AWS Neuron is the complete software stack for the AWS Inferentia and Trainium (Neuron) cloud-scale machine learning accelerators. As a Sr. SDM of Software Development for the Machine Learning Distributed Training, Core Technologies and Infra org, you will be responsible for leading strong teams of software engineers and managers to help design and deploy software that enables ML workloads to work seamlessly on these new products.
Key responsibilities:
- Manage the full development lifecycle of integrations and extensions for training support in PyTorch, XLA, JAX, and distributed training libraries like FSDP.
- Lead characterization, enablement, and development of existing and future massive-scale ML models like Claude 3, GPT4, ViT, Llava, Stable Diffusion3, and more.
- Ensure support for key ML functionality in a combined chip/software platform.
- Work with executive leadership and other senior management to define product directions and deliver them to customers.

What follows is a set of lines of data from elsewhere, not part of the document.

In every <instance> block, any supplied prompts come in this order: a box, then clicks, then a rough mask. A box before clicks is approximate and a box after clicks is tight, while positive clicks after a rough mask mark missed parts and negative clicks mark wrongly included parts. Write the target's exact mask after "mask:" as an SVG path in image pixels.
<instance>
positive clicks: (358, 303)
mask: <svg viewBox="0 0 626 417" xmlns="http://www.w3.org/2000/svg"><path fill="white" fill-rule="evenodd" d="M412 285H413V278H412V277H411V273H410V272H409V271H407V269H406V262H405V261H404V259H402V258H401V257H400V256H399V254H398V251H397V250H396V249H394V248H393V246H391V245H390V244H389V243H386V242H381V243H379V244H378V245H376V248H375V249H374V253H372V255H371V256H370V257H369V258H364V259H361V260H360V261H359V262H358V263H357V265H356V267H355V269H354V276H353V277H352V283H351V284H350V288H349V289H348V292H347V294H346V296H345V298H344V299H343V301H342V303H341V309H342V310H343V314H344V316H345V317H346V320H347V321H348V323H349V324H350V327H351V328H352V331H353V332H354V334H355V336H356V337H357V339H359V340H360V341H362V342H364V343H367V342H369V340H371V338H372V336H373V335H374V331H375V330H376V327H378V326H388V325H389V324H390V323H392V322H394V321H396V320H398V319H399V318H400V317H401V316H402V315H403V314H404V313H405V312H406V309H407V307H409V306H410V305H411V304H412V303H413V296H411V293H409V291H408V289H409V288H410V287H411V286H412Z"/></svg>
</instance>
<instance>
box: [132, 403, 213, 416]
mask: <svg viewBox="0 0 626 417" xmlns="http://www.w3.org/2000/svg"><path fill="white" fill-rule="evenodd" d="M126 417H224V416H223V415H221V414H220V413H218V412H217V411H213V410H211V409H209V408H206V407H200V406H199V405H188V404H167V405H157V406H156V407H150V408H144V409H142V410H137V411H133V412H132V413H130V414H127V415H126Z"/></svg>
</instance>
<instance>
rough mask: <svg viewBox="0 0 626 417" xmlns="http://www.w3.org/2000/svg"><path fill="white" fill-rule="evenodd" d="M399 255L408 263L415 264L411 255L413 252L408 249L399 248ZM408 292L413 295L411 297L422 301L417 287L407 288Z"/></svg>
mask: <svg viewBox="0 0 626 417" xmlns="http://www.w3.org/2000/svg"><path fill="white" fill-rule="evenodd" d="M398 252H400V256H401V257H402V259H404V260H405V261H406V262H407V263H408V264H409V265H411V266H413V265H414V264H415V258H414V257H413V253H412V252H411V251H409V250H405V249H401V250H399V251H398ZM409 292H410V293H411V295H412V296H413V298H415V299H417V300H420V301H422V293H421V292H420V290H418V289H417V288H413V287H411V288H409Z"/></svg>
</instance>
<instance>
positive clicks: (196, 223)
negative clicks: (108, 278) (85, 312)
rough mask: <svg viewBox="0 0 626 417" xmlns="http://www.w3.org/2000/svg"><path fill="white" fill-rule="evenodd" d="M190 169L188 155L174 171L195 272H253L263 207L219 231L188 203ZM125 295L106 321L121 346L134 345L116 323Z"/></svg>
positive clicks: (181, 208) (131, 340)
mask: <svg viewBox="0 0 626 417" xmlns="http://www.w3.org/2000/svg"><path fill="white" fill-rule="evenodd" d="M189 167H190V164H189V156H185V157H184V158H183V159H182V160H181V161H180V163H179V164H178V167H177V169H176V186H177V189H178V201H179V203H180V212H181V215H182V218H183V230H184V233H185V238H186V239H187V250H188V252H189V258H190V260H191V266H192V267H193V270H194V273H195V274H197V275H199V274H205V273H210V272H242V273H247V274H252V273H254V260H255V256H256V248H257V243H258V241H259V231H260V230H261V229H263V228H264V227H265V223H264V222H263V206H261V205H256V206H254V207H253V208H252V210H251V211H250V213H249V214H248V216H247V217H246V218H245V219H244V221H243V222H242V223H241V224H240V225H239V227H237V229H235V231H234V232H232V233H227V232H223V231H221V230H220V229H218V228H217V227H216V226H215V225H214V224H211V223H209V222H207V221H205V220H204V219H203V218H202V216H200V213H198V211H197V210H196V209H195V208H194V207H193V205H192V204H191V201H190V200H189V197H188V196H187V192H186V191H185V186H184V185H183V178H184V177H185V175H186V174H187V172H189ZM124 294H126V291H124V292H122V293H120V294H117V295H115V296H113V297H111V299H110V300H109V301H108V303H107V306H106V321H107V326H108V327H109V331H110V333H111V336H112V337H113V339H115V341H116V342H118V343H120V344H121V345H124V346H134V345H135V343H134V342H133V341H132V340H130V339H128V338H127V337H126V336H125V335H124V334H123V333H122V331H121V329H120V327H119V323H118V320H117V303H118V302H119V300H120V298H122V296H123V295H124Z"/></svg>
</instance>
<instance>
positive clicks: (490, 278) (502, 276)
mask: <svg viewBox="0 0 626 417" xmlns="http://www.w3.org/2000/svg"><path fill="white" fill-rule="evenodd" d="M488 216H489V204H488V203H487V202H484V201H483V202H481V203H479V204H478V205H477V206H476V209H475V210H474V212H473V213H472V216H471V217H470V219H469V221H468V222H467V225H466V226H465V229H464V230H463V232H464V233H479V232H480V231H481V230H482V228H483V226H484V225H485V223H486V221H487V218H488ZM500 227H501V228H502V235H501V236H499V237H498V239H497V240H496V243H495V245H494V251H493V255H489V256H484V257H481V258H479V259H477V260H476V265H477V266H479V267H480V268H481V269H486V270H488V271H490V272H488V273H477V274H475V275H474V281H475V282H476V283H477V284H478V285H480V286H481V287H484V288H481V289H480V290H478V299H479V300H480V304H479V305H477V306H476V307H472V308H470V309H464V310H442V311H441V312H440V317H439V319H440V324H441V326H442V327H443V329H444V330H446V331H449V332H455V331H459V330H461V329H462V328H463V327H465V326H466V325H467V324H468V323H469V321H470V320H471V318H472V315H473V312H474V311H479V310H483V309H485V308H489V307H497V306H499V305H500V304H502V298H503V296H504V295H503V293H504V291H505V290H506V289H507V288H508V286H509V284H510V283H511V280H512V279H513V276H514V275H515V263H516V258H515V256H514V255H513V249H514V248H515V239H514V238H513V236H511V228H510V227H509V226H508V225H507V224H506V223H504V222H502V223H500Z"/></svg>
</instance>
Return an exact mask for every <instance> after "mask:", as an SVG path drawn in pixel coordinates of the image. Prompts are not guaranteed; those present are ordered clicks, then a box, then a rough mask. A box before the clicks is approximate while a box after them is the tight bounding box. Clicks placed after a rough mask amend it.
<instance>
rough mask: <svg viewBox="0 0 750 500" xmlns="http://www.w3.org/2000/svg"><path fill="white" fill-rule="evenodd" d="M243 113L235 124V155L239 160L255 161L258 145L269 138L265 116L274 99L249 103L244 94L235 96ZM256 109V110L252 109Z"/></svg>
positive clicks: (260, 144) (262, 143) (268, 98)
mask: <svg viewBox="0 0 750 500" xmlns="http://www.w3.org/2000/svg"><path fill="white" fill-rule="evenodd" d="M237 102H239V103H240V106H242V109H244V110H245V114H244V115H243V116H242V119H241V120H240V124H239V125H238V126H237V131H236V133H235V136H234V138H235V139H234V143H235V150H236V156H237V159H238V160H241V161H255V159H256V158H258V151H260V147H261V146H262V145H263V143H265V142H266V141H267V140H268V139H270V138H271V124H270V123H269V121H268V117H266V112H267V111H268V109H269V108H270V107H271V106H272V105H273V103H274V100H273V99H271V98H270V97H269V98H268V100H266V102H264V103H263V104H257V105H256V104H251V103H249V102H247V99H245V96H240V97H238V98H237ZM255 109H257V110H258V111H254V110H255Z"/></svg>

- Build massive-scale distributed training and inference solutions.
The role requires:
- 10+ years of engineering experience
- 5+ years of engineering team management experience
- 10+ years of planning, designing, developing, and delivering consumer software experience
- Experience partnering with product and program management teams
- Experience managing multiple concurrent programs, projects, and development teams in an Agile environment
Preferred qualifications:
- Experience designing and developing large scale, high-traffic applications
- 5+ years of industry experience in Machine/Deep Learning software/framework and/or infrastructure
Amazon offers a comprehensive benefits package and values work-life harmony. The company is committed to diversity and inclusion, providing ongoing events, learning experiences, and employee-led affinity groups to foster an inclusive team culture.